As we have already derived and discussed the Ohm’s law. Let us derive and discuss the point form of Ohm’s law which is basically the relation between current density (J), conductivity (σ) and electric field (E).

As current is related with drift velocity by relation

I=n Aev_{d}

I = n Ae(eE/m) ( because v_{d}=eE/m)

I = nAe^{2}E/m

Or I/A=ne^{2} E/m (1)

As current density is given by J=I/A (Refer article of Current Density, Conductance and Electrical Conductivity)

and resistivity is given by ρ=m/ne^{2}t

By putting above values of J and ρ in equation (1), we get

J=E/ρ

Or J=σ E (where conductivity σ =1/p)

**Alternate Method:**

According to Ohm’s law, the potential difference between ends of a conductor is directly proportional to the current, that is

V α I

Or V=IR (2)

Where R is resistance (that is obstruction offered to flow of changes)

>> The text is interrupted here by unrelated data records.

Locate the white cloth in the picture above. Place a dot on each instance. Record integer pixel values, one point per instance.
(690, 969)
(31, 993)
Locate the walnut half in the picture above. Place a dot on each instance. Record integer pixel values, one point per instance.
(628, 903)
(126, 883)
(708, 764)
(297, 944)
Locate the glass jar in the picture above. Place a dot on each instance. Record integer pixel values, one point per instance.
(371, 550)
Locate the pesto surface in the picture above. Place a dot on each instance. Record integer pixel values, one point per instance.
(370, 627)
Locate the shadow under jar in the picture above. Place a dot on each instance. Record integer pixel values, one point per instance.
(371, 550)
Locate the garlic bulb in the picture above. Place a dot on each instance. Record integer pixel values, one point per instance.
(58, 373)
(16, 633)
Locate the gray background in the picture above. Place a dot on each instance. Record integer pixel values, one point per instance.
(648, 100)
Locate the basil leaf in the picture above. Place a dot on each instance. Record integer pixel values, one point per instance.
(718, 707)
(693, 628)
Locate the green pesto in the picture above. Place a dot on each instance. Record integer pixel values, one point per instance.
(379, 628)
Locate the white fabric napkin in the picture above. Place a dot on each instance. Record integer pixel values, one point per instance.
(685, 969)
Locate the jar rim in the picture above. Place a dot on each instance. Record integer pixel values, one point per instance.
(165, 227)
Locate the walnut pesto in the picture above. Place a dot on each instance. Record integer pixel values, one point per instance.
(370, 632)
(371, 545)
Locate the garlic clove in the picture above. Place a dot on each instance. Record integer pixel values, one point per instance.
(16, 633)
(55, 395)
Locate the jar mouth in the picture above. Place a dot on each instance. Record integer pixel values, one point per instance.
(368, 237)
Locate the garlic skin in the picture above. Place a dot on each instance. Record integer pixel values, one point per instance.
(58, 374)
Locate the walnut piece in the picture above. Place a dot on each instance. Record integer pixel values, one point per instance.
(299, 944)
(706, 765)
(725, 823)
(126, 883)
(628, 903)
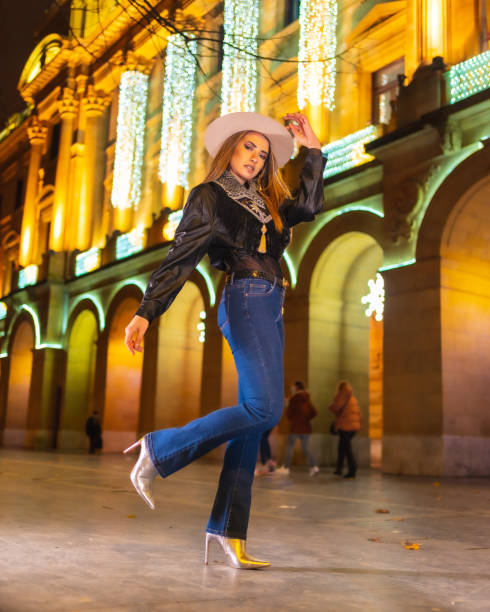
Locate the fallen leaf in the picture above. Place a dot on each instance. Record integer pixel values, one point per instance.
(411, 545)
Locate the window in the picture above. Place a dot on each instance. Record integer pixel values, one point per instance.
(19, 193)
(55, 141)
(291, 12)
(385, 87)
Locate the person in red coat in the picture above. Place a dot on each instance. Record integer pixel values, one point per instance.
(348, 422)
(300, 411)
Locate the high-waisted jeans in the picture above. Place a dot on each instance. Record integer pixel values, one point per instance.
(250, 318)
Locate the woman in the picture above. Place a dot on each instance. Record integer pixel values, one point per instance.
(348, 421)
(241, 216)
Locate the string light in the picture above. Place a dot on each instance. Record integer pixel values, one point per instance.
(28, 276)
(469, 77)
(201, 326)
(375, 298)
(130, 243)
(172, 224)
(239, 82)
(316, 54)
(348, 152)
(87, 261)
(130, 134)
(178, 97)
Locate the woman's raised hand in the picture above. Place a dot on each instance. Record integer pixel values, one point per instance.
(134, 333)
(301, 129)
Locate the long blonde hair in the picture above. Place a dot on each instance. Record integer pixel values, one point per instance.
(269, 181)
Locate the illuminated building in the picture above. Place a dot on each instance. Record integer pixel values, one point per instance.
(86, 213)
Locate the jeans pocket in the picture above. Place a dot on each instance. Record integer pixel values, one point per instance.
(281, 305)
(258, 288)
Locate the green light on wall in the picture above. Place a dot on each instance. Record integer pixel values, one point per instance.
(209, 283)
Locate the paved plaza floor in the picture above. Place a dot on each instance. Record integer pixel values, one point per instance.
(74, 536)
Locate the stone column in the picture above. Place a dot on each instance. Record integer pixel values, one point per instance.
(36, 132)
(68, 107)
(91, 194)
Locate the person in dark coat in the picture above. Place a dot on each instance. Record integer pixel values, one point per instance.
(348, 422)
(300, 411)
(93, 429)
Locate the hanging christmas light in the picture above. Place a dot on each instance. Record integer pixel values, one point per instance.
(130, 136)
(316, 54)
(178, 98)
(239, 82)
(375, 298)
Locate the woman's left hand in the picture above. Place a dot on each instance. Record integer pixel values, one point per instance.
(301, 129)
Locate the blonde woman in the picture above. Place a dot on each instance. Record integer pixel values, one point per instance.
(241, 217)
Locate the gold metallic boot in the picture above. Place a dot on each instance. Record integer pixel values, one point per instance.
(235, 552)
(143, 473)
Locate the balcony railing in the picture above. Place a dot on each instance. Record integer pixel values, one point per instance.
(348, 152)
(469, 77)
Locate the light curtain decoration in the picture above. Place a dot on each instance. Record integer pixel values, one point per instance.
(130, 137)
(241, 28)
(178, 97)
(316, 54)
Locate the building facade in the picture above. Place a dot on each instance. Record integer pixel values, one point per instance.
(94, 174)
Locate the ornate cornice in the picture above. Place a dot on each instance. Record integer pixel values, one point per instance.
(36, 131)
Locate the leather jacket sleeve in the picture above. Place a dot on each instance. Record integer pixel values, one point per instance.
(309, 200)
(192, 239)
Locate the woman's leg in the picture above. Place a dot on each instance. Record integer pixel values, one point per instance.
(231, 509)
(305, 438)
(351, 460)
(289, 450)
(250, 318)
(265, 447)
(341, 451)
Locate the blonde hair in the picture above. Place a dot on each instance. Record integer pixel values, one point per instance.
(270, 183)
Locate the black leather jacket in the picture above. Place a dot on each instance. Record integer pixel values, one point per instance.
(213, 223)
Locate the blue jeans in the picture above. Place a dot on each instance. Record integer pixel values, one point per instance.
(250, 318)
(303, 438)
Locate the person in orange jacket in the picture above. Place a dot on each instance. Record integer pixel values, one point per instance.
(348, 422)
(300, 411)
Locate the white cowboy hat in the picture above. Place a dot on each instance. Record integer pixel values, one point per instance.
(220, 129)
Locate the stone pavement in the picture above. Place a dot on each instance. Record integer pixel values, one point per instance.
(74, 536)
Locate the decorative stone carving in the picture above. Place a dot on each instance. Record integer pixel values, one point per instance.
(36, 131)
(94, 102)
(68, 104)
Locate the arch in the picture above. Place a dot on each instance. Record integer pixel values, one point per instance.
(339, 331)
(180, 355)
(21, 348)
(120, 421)
(354, 221)
(460, 181)
(80, 372)
(465, 332)
(82, 302)
(42, 54)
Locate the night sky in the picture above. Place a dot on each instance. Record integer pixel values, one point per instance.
(18, 21)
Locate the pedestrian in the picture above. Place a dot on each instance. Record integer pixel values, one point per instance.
(348, 421)
(266, 459)
(93, 429)
(300, 411)
(241, 216)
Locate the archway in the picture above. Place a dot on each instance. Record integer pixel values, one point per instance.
(465, 333)
(80, 372)
(123, 382)
(341, 339)
(21, 355)
(180, 360)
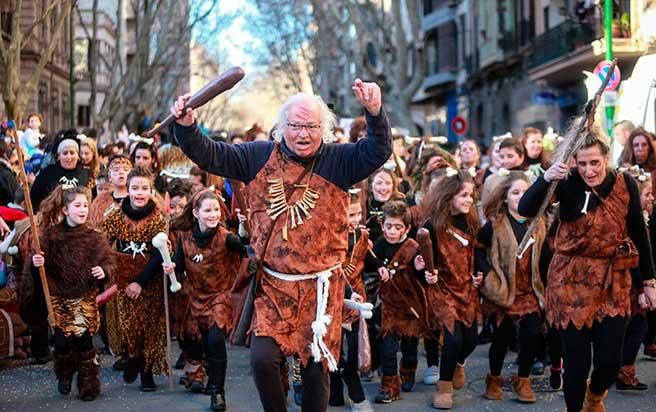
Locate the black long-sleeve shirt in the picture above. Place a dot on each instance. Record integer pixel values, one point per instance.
(571, 195)
(341, 164)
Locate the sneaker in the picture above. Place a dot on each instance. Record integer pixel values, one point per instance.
(431, 375)
(383, 397)
(538, 368)
(556, 379)
(367, 376)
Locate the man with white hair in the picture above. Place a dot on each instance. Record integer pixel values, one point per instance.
(297, 193)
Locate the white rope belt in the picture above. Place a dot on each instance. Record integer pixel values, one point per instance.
(322, 320)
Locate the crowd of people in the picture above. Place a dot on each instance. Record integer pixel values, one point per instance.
(293, 232)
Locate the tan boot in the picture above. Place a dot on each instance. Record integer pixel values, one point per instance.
(494, 387)
(459, 377)
(522, 388)
(594, 402)
(443, 398)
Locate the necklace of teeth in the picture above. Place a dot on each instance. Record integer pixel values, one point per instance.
(350, 267)
(296, 212)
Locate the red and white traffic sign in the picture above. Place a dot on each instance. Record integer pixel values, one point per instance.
(601, 71)
(459, 125)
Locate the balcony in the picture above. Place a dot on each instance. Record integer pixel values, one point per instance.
(559, 41)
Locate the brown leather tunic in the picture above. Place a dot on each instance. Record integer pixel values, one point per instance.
(454, 297)
(354, 263)
(584, 284)
(285, 310)
(525, 300)
(397, 317)
(209, 280)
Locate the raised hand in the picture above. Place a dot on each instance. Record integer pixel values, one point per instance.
(384, 274)
(183, 119)
(98, 272)
(369, 96)
(38, 260)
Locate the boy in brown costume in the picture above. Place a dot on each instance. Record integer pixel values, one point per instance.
(600, 236)
(402, 296)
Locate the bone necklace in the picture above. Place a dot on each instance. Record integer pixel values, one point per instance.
(350, 267)
(296, 212)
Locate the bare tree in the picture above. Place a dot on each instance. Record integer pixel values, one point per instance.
(287, 29)
(162, 30)
(15, 92)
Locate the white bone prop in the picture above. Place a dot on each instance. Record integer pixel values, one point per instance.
(528, 245)
(587, 200)
(365, 308)
(160, 243)
(4, 246)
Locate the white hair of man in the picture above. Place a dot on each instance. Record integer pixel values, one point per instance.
(328, 118)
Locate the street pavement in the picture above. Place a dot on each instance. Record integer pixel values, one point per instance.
(33, 388)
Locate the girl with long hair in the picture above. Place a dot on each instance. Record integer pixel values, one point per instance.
(452, 221)
(76, 258)
(513, 288)
(210, 256)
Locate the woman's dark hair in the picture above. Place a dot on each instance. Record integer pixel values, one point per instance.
(153, 154)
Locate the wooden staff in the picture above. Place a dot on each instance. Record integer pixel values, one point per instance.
(36, 244)
(169, 354)
(226, 81)
(573, 145)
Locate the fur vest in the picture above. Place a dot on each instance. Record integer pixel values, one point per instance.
(499, 285)
(70, 253)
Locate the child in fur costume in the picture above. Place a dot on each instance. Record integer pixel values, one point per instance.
(131, 228)
(395, 259)
(513, 286)
(75, 258)
(353, 267)
(210, 256)
(119, 167)
(627, 380)
(452, 221)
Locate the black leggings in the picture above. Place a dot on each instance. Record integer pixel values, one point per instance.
(390, 347)
(213, 347)
(635, 333)
(605, 338)
(64, 345)
(650, 336)
(432, 347)
(266, 357)
(456, 348)
(529, 343)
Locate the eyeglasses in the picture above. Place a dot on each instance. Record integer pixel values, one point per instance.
(310, 128)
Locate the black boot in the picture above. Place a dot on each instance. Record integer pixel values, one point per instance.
(120, 364)
(354, 386)
(65, 366)
(336, 389)
(132, 369)
(216, 369)
(217, 400)
(88, 383)
(147, 381)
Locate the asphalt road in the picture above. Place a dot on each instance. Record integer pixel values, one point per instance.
(33, 388)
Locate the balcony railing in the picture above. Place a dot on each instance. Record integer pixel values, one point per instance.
(559, 41)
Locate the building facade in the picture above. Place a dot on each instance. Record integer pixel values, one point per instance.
(51, 97)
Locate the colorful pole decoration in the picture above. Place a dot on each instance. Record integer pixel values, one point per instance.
(36, 244)
(608, 28)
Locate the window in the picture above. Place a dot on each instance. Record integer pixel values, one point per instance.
(432, 61)
(55, 114)
(43, 98)
(83, 115)
(6, 20)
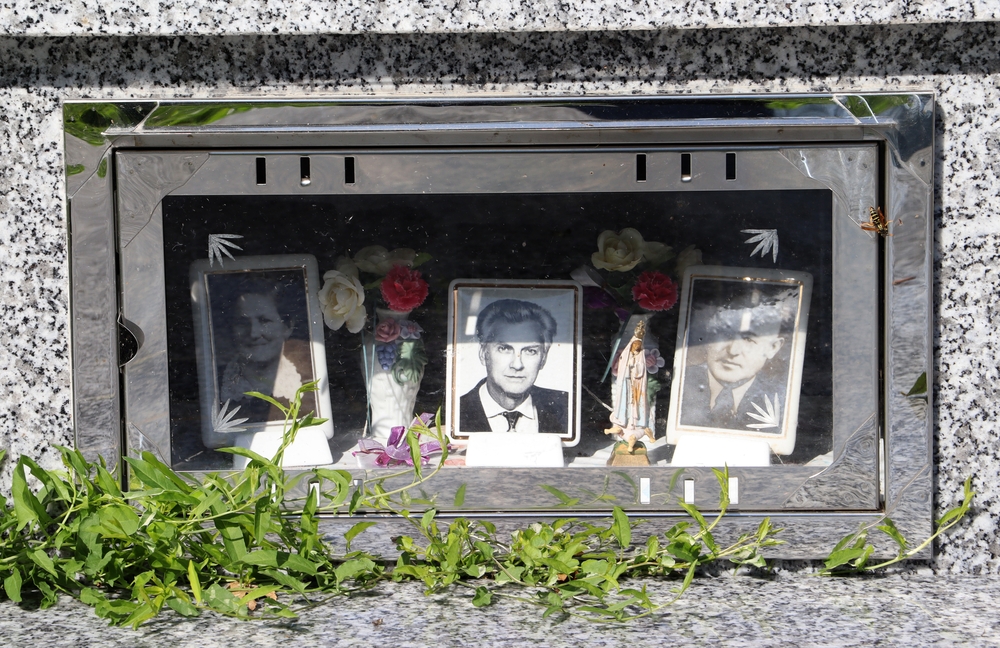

Also, when a current I flows in a uniform cross-section area normally to it, then

I=∫J.ds

= ∫JdS cos 0^{0}

=J∫dS

I=JA (3) (where ∫dS = A)

Also, resistance R= ρl/A (4)

Equation (3) can also be written as

R=l/σA (5)

Where σ=1/ ρ is conductivity.

Substituting equations (3) and (5) in equation (2) we get

V=JA*l/σA

V=Jl/σ

Or J=σV/l (6)

But electric field intensity E=V/l

By putting above value of E in equation (6),we get

J= σ E

**This is also known as point form of Ohm’s Law.**